The company will conduct several drill stem tests in the prospective Upper and Lower Zorritos formations. The first DST will be conducted on the Lower Zorritos formation consisting of high permeability gas sands with limited quantities of mobile water. The second will be conducted in the bottom section of the Upper Zorritos formation. This second DST is targeting lesser quality sands with larger quantities of mobile water. A successful test could then help validate the vast majority of the prospective pay identified through petrophysical analyses. The third and final DST will be conducted in the top section of the Upper Zorritos. This section has highly permeable sands with no mobile water, thus representing potentially the best quality gas sands.

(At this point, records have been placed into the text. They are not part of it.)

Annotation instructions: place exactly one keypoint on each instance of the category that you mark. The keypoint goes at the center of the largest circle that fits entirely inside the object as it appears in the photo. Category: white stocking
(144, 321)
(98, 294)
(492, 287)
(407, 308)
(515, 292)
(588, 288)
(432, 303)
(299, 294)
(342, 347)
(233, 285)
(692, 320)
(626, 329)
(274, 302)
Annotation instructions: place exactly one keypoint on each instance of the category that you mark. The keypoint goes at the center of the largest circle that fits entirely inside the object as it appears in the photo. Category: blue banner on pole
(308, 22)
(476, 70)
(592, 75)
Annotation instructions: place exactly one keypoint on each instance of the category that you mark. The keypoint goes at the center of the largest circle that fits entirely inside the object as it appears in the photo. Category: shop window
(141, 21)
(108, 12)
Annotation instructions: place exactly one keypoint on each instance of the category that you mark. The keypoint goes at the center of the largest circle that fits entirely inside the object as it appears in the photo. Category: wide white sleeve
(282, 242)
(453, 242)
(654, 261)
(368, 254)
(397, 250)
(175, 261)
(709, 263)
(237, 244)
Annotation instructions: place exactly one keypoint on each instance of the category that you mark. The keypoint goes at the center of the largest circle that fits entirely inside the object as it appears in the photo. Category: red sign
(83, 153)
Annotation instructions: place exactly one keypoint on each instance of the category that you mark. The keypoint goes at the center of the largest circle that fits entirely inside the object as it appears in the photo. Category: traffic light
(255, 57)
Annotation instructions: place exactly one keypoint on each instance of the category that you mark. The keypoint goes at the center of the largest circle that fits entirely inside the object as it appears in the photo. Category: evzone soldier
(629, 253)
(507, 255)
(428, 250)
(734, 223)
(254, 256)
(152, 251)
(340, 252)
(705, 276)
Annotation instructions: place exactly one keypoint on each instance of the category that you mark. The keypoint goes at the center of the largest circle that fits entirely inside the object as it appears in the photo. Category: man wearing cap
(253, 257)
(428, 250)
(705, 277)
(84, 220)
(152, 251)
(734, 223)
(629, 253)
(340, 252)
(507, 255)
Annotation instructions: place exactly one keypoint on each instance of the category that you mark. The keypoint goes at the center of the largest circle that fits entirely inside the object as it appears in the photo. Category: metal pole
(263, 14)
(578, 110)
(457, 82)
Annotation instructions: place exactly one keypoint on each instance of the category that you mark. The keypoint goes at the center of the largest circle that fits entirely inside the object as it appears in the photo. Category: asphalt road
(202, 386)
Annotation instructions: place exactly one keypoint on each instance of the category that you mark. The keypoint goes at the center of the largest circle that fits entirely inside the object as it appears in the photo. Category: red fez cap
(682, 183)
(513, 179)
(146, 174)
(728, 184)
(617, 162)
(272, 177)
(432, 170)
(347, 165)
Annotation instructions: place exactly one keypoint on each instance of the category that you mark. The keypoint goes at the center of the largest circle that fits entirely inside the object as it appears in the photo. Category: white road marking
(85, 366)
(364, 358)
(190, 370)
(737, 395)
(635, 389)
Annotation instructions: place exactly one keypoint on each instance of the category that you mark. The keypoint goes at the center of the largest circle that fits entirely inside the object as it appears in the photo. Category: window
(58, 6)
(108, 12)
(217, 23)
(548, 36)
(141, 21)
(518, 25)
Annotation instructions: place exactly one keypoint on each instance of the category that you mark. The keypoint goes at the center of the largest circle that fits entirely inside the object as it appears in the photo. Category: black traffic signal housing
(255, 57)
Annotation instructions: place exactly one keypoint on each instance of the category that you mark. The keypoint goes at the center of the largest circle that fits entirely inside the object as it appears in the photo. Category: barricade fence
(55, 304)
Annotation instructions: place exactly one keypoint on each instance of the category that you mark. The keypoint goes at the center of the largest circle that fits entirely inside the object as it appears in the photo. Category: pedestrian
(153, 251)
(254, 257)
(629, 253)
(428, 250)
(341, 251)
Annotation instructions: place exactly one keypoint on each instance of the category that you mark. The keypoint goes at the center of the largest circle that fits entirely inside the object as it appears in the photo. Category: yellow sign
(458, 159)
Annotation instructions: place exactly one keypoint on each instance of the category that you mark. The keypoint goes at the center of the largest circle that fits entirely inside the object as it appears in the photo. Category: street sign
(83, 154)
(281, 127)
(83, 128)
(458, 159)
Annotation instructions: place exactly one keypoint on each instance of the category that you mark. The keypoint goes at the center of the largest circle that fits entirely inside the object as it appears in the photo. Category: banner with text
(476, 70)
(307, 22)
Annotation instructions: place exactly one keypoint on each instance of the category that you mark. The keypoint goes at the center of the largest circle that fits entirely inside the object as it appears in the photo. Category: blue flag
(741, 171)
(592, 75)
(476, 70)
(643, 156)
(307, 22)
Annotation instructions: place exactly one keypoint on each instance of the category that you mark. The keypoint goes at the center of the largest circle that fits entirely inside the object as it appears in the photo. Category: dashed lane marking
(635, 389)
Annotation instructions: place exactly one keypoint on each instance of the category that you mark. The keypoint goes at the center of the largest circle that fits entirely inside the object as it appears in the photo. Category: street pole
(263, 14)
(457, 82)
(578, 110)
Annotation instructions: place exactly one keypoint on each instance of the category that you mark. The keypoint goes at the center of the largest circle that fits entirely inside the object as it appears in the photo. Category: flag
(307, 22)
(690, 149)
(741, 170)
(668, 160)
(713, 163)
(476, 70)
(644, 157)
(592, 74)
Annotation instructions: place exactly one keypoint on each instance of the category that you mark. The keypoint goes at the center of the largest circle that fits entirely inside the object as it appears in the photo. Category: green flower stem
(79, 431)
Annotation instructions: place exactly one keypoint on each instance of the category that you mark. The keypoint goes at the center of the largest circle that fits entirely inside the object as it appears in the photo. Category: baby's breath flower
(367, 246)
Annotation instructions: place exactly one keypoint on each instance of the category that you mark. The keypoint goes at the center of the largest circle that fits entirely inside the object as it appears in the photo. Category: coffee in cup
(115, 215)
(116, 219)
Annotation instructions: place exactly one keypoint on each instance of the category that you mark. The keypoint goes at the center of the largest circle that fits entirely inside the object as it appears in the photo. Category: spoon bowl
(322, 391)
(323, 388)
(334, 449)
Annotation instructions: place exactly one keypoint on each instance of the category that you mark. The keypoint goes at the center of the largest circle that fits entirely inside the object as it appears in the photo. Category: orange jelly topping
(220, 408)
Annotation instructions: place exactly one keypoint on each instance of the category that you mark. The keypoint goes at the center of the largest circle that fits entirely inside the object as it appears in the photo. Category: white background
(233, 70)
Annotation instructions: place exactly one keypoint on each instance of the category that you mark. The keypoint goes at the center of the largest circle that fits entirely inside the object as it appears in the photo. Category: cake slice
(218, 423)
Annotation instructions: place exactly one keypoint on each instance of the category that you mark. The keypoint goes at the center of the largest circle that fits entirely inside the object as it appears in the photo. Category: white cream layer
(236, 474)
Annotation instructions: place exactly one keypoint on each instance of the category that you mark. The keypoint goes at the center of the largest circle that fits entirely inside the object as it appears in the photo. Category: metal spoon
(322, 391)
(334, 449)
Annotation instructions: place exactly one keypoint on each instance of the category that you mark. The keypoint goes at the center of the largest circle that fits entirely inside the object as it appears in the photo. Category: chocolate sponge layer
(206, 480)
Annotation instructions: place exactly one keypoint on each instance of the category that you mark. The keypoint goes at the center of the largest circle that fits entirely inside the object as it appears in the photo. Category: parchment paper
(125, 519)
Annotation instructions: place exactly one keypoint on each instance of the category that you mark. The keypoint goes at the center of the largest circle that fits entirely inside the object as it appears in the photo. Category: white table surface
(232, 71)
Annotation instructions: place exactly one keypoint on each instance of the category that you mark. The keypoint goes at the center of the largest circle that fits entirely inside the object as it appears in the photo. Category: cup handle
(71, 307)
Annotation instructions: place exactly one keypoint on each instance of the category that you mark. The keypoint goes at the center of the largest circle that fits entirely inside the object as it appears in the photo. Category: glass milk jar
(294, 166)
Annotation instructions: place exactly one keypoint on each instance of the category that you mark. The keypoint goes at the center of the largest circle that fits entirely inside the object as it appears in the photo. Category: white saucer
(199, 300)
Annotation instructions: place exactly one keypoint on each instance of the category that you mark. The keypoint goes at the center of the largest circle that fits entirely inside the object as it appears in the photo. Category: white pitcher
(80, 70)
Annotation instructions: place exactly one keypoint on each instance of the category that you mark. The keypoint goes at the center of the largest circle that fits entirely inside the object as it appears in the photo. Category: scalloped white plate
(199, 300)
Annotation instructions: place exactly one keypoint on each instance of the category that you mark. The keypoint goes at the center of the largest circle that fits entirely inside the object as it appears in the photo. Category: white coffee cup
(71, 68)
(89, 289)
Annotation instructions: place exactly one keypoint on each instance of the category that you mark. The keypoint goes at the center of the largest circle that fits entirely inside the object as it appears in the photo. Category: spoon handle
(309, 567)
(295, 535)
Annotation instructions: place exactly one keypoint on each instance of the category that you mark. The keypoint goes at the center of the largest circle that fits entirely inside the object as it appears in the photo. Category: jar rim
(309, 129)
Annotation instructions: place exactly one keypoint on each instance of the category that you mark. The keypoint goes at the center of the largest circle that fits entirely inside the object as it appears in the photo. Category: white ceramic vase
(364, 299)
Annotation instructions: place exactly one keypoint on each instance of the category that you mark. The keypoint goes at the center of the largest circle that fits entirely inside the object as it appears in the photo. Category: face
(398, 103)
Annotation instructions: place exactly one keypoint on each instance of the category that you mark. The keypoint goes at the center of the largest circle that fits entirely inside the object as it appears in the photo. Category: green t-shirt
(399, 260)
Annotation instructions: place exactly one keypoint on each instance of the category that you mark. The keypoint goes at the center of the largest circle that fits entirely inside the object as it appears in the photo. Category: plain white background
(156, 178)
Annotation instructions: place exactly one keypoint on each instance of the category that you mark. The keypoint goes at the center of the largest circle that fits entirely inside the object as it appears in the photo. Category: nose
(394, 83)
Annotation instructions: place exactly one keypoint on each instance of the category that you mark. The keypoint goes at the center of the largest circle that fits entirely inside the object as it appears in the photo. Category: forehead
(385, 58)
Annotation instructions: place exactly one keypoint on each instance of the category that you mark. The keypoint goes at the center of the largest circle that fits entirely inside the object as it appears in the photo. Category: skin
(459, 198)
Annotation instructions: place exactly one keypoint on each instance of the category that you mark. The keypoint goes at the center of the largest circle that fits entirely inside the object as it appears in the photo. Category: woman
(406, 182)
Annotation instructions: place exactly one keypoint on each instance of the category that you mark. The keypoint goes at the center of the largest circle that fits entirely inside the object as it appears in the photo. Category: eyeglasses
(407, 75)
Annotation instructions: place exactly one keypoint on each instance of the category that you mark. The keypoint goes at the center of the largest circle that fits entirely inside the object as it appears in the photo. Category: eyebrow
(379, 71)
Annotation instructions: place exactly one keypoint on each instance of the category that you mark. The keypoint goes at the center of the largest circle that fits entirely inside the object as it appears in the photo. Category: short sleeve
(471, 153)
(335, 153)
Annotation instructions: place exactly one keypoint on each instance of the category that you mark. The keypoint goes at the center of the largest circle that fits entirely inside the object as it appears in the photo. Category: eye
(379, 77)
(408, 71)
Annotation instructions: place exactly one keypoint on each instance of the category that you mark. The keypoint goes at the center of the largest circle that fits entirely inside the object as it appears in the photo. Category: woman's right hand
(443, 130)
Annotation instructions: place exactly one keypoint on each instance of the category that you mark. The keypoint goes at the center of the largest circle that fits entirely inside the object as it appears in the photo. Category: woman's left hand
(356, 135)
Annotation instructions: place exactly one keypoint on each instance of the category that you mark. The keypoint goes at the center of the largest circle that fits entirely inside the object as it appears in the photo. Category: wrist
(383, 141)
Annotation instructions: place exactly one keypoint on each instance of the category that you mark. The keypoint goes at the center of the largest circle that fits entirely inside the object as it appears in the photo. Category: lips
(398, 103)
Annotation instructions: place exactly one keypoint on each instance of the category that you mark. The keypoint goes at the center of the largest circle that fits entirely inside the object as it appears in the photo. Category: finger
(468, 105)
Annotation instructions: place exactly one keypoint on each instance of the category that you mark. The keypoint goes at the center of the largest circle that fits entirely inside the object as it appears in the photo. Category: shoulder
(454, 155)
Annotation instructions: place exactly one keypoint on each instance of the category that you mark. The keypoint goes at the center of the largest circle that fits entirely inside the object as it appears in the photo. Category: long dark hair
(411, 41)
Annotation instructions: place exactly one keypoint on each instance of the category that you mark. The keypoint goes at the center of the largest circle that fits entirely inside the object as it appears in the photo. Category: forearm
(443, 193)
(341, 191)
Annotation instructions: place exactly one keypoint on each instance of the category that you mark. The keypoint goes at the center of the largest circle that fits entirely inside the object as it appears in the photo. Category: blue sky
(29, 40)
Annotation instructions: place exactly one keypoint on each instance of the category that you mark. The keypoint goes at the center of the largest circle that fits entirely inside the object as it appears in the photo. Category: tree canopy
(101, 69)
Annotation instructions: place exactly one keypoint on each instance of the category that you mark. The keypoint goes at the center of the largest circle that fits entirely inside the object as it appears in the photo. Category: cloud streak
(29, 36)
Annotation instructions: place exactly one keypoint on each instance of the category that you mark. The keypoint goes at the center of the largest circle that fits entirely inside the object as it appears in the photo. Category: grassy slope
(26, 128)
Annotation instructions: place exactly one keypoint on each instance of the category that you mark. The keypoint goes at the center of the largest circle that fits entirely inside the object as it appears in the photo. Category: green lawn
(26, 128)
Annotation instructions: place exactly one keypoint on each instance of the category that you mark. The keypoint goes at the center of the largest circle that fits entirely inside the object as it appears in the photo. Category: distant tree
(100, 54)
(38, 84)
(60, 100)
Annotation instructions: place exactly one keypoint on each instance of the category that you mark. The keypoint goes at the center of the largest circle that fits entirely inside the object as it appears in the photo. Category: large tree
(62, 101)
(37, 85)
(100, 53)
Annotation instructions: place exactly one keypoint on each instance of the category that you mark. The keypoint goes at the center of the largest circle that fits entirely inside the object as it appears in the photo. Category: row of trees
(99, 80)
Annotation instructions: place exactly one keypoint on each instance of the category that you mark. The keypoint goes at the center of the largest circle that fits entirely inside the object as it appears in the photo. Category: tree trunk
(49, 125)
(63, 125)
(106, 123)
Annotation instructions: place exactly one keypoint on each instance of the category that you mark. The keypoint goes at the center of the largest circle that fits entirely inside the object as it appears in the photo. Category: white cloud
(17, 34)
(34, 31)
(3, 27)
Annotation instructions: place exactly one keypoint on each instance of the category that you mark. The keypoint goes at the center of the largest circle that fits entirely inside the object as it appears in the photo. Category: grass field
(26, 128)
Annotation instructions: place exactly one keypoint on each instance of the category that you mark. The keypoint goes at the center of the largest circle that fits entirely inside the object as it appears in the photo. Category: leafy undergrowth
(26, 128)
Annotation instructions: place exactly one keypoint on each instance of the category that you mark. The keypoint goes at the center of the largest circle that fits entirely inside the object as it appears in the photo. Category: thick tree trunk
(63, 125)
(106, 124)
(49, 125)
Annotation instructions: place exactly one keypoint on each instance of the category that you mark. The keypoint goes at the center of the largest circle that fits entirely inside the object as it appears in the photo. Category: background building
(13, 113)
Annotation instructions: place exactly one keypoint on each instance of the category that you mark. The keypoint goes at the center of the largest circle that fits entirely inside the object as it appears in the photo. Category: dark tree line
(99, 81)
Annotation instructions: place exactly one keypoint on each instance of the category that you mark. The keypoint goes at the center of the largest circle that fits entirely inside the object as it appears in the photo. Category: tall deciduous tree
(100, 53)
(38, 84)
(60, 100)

The company expects testing to take about 2 to 4 weeks. The tests are designed to provide the company and its independent reserve engineers with data on actual gas pay and well deliverability, leading to the quantification of reserves in the Corvina gas field.

Houston-based BPZ Energy is an oil and gas exploration and production company with properties in northwest Peru and southwest Ecuador.

Petroleum Place and Tristone restructure

Tristone Energy Services Inc. has reached an agreement to restructure its businesses. This involves the separation of its investment banking, corporate finance, capital markets, and energy asset acquisition and divestiture divisions, currently operating under the name of Tristone Capital, from its software, data and services, operating under the name of P2 Energy Solutions, and its property marketplace businesses, currently operating under the name of The Oil & Gas Asset Clearinghouse.

As part of the restructuring, the officers and employees of Tristone Capital will become the owners and operators of the investment banking, corporate finance, capital markets, and energy asset acquisition and divestiture businesses under a newly incorporated company known as Tristone Capital Global Inc. and will cease to be officers, employees, and shareholders of Tristone Energy Services.

P2 Energy Solutions and The Clearinghouse will continue under its current management. The parent company of these business units, Tristone Energy Services, will be renamed P2 Energy Services. Approximately 80% of the equity in P2 Energy Services equity ownership will thereafter be held by Petroleum Place and the balance substantially in the hands of the management of the businesses.

Ken Olive, president and CEO of The Clearinghouse said, “We are very pleased with the reorganization and believe this to be an extremely positive plan for our clients and shareholders. It enables each of our businesses to focus on the things that we do best. The completion of the spin-out of Tristone allows The Clearinghouse to refocus on our core businesses with emphasis on delivering the highest level of support to our customers by paying particular attention to the details of each asset.”

Tristone Capital Global will continue to offer global investment banking, corporate finance, capital markets, and energy asset acquisition and divestiture services to energy companies worldwide. Tristone Capital Global owns and operates Tristone Capital Inc.